Normalisasi hubungan diplomatik dengan Israel, dari sisi ekonomi, memang menggiurkan. Namun, kita harus memikirkan dampaknya terhadap eksistensi negara Palestina yang selama ini diperjuangkan Liga Arab.
Oleh
Redaksi
·3 menit baca
Dinamika politik di Timur Tengah pascanormalisasi hubungan diplomatik beberapa negara Arab dan Israel mesti dicermati untuk memastikan nasib Palestina.
Terakhir ialah Sudan yang ingin membuka hubungan dengan Israel agar Amerika Serikat (AS) mencabut negara itu dari daftar negara teroris. Ketua Dewan Transisi Sudan Abdel Fattah al-Burhan sudah bertemu dengan para pemimpin Uni Emirat Arab (UEA) di Abu Dhabi. Di negara ini, Burhan menyatakan bahwa negaranya ingin membuka hubungan diplomatik dengan Israel. Keinginan itu dilandasi supaya AS mencabut status Sudan sebagai salah satu negara teroris, yang menyebabkan banyak sanksi (Kompas, 22/9/2020).

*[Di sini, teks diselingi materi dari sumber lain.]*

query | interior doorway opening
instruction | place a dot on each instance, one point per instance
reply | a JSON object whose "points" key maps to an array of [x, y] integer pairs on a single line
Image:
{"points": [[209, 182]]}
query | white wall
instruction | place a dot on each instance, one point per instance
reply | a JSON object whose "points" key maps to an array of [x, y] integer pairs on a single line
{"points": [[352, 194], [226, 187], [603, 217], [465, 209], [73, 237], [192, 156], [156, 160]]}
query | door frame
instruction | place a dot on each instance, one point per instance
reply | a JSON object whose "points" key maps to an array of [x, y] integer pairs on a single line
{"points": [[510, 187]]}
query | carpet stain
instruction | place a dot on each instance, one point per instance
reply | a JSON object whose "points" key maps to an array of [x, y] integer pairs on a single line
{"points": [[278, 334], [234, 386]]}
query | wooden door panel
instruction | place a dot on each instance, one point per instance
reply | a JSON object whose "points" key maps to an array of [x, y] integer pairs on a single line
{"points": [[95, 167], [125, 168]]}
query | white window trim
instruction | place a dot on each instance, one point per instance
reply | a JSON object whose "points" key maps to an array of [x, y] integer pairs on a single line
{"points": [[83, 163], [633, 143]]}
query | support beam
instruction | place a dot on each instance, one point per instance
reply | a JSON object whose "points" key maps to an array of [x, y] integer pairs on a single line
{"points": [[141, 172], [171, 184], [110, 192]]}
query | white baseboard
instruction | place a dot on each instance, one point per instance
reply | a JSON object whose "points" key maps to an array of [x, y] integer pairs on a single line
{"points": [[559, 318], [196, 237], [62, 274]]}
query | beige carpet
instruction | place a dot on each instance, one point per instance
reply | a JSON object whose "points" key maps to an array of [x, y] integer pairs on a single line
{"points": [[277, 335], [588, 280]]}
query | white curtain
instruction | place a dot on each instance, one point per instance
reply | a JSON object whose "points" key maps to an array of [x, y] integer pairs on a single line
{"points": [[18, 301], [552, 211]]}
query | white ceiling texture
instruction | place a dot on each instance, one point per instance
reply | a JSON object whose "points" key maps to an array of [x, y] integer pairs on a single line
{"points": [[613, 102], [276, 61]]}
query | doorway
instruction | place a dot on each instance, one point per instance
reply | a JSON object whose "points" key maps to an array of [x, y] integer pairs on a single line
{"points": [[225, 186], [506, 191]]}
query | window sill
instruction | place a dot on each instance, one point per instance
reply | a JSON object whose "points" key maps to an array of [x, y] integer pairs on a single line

Sebaliknya, kantor berita AP menulis, selama Raja Arab Saudi Pangeran Salman bin Abdulaziz al-Saud berkuasa, tidak mungkin Saudi menjalin hubungan diplomatik dengan Israel. AP mengutip kembali wawancara Putra Mahkota Pangeran Mohammed bin Salman (MBS) ketika berkunjung ke AS, April 2018. ”Ada banyak kepentingan yang kami dapat jika berbagi dengan Israel,” kata Pangeran MBS seperti ditulis The Atlantic.
Perubahan sikap Arab Saudi mulai tampak ketika Sheikh Abdulrahman al-Sudais, Imam Masjidil Haram dan sekaligus Kepala Pengelola Dua Masjid Suci (Masjidil Haram di Mekkah dan Masjid Nabawi di Madinah), memberikan khotbah dalam salah satu khotbah shalat Jumat, 4 September 2020. Dalam khotbahnya, Sudais menguraikan isu hubungan antar-agama, hubungan anak-orangtua berbeda agama, dan Nabi Muhammad yang bertetangga baik dengan Yahudi saat beliau hidup di Madinah. Khotbah ini dimaknai semacam sinyal menuju dekatnya normalisasi Arab Saudi dan Israel.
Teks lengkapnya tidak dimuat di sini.